4 Things to Know Before Your First Trip to the Maldives
Luxurious bungalows, electric-blue seas, and blissed-out vibes: What's not to love? "The Maldives have been at the top of our clients' bucket lists for the past ten years," says Judy Stein, president of the Stein Collective by Ovation Travel and a member of T+L's Travel Advisory Board.
But what has always been a "maybe someday" kind of trip turned into a "why not now?" experience over the past year, when the Maldives became one of the first countries to reopen its borders during the pandemic. Americans have been free to visit the more than 150 private-island resorts in the archipelago since July. And while the price tag for these escapes hasn't changed — most visitors should budget at least $800 a day just for the room — there's an ever-growing range of options for those willing to make the long-haul trip. Get the most out of your stay with this advice.
Related: 9 Mistakes to Avoid in the Maldives
Skip the flight and take a boat.
Travelers arrive at Velana International Airport near the capital, Malé, and many private-island resorts offer the choice of transferring by boat or seaplane. While the puddle-jumper flight sounds quick — and the views from the air are incredible — it's actually the more time-consuming option, because seaplanes depart from a different airport. Instead, opt for the boat transfer. Getting to the Waldorf Astoria Maldives Ithaafushi (doubles from $1,980), for example, takes just 40 minutes aboard the property's yacht. The speedboat ride to Gili Lankanfushi (doubles from $1,624), home to dreamy Robinson Crusoe–style villas, takes 20 minutes. And the barefoot-luxury One&Only Reethi Rah (doubles from $2,150) is 45 minutes from the airport by sea.
Bring the family.
Many people think of the Maldives as being only for couples, but a number of resorts are geared to families with kids and teens.
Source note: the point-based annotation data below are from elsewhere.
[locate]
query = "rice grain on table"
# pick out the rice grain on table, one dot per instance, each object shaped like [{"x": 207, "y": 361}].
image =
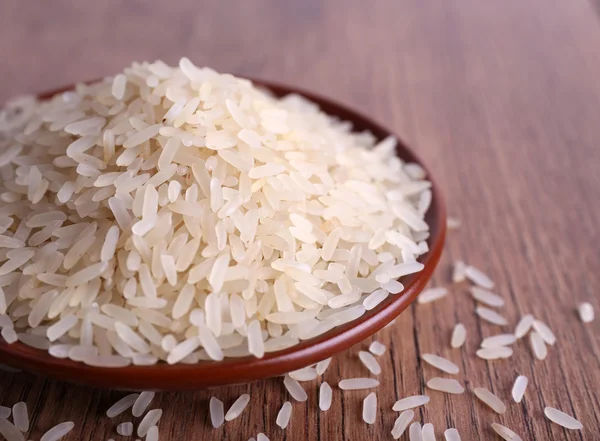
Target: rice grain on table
[
  {"x": 586, "y": 312},
  {"x": 498, "y": 340},
  {"x": 486, "y": 297},
  {"x": 519, "y": 387},
  {"x": 432, "y": 294},
  {"x": 410, "y": 402},
  {"x": 490, "y": 399},
  {"x": 370, "y": 408},
  {"x": 284, "y": 415},
  {"x": 402, "y": 423},
  {"x": 415, "y": 432},
  {"x": 295, "y": 389},
  {"x": 217, "y": 413},
  {"x": 322, "y": 366},
  {"x": 562, "y": 419},
  {"x": 237, "y": 407},
  {"x": 494, "y": 353},
  {"x": 440, "y": 363},
  {"x": 428, "y": 432},
  {"x": 325, "y": 396},
  {"x": 122, "y": 405},
  {"x": 452, "y": 435},
  {"x": 490, "y": 316},
  {"x": 377, "y": 348},
  {"x": 524, "y": 326},
  {"x": 505, "y": 433},
  {"x": 370, "y": 363},
  {"x": 358, "y": 383},
  {"x": 459, "y": 336},
  {"x": 447, "y": 385},
  {"x": 545, "y": 332}
]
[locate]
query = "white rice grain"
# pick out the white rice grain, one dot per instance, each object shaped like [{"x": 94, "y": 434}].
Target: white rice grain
[
  {"x": 370, "y": 408},
  {"x": 284, "y": 415},
  {"x": 410, "y": 402},
  {"x": 325, "y": 396},
  {"x": 586, "y": 312},
  {"x": 447, "y": 385},
  {"x": 518, "y": 390},
  {"x": 237, "y": 407},
  {"x": 440, "y": 363}
]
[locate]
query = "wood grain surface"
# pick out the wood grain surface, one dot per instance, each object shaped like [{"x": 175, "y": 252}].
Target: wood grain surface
[{"x": 502, "y": 101}]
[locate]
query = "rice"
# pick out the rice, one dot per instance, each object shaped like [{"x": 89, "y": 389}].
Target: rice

Soneva Fushi (soneva.com; doubles from $1,900) has the largest and arguably best kids' club in the country, complete with a Lego room and countless things to do, including surfing lessons and stargazing at the hotel's observatory. The kids' club at Lux* South Ari Atoll Resorts & Villas (luxresorts.com; doubles from $515) has a pirate-themed pool exclusively for young ones, plus island-wide treasure hunts.
Consider spending points, not dollars.
If you've been stockpiling points during the past year, this might be a good time to cash in. Villas at the stylish new JW Marriott Maldives Resort & Spa (doubles from $920) start at 70,000 Marriott Bonvoy points per night, depending on the season. The St. Regis Maldives Vommuli Resort (doubles from $1,360) is also available for as little as 85,000 Bonvoy points a night, depending on when you go. And stays at the Waldorf Astoria Maldives Ithaafushi can be had for 120,000 Hilton Honors points per night — with the fifth night free.
Go all out.
With some of the most over-the-top accommodations you'll find anywhere in the world, the Maldives is an ideal place for a splurge. Soneva Jani (doubles from $3,290) is one of the nation's most luxurious resorts, with massive new overwater villas complete with waterslides. Joali (doubles from $2,958) brings the wow factor with palatial villas featuring private pools. Cheval Blanc Randheli (doubles from $3,550), a sister property to the LVMH resort in St. Bart's, has 45 private villas — including a four-bedroom jaw-dropper on its own 2½-acre atoll. And the Conrad Maldives Rangali Island (doubles from $790) is home to the crown jewel of the Maldives, the Muraka residence (from $19,170), with its incredible underwater bedroom, fitted with a see-through domed ceiling for watching marine life swim past.
A version of this story first appeared in the March 2021 issue of Travel + Leisure under the headline Maximize Your Trip to the Maldives.